In my opinion, and except for nodes, I think that everything about permissions should be set in "access control" page. But I also think that this is one of the pages that need a complete usability refactoring.
#6
Just adding myself to follow up this thread.
#7
So to install the above do I just copy the code from profile_9.module and use it to replace all of the original code in the profile.module file? I tried this including the little '%s' fix. It didn't crash my system (4.7), I'm able to see the roles one each profile field form, but when I choose one then press record I get this error :
user warning: Unknown column 'roles' in 'field list' query: UPDATE profile_fields SET title = 'Handicaps', name = 'profile_interne_handicaps', explanation = '', category = 'Bras cassés interne', weight = 0, required = 0, register = 0, visibility = 1, options = 'handicap physique\r\nhandicap mentaux\r\nmaladie mentale\r\nHR', page = '', roles = 'a:4:{i:6;i:6;i:4;i:0;i:2;i:0;i:5;i:0;}' WHERE fid = 66 in C:\wamp\www\includes\database.mysqli.inc on line 121.
What am I doing wrong?

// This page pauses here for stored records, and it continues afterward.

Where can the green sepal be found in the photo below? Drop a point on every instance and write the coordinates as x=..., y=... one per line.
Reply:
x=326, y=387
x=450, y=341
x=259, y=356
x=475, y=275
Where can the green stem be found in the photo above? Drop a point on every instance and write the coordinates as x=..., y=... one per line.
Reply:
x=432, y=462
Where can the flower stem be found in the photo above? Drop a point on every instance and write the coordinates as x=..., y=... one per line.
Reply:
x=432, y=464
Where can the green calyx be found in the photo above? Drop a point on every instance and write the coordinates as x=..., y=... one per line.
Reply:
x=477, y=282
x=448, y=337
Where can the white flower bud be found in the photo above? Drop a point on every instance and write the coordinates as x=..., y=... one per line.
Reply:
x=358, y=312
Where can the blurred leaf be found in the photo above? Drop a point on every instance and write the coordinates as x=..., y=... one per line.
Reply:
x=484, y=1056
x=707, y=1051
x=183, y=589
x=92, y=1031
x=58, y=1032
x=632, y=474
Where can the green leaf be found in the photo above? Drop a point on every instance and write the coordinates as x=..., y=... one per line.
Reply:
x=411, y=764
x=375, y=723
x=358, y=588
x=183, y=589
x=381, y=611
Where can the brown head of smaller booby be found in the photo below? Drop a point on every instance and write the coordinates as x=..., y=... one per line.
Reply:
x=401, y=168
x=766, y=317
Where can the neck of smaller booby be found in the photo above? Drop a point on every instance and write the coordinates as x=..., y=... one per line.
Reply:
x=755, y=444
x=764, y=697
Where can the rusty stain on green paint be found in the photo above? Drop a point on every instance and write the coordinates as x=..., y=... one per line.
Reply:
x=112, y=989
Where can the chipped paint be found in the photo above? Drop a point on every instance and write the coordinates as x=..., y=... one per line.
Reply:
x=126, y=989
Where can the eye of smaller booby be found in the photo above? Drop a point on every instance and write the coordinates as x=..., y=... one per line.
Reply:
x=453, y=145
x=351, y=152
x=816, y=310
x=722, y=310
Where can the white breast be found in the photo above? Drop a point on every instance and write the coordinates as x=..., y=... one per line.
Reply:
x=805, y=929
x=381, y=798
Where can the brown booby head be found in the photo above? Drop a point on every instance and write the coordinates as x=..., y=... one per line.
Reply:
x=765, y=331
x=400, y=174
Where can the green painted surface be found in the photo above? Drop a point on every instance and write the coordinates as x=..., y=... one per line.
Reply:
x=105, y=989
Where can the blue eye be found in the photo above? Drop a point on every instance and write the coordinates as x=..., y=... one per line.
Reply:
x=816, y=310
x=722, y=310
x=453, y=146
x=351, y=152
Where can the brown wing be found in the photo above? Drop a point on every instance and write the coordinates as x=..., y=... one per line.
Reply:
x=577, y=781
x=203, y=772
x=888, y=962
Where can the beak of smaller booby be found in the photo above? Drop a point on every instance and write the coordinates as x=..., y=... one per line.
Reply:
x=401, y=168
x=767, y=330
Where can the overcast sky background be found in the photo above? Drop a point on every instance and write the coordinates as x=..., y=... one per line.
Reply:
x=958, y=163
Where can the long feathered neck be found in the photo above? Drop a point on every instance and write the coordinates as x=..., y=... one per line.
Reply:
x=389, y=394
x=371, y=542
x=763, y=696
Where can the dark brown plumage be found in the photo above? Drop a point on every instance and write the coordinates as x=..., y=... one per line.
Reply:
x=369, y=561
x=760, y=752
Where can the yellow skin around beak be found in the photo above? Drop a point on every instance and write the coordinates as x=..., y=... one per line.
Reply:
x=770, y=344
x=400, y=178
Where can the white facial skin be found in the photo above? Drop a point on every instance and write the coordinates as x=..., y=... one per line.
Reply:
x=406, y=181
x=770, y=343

I tried updating the PHP. This would be a great feature addition to profiles. Thanks for your work.
John
#8
I said in my original report to add a field "roles" to "profile_fields". Here is the SQL
alter table profile_fields add roles varchar(255);#9
i think that the bio or user profile modules will do what you want at this point. that and any of the profile as a node patches for core would be a better place to continue this.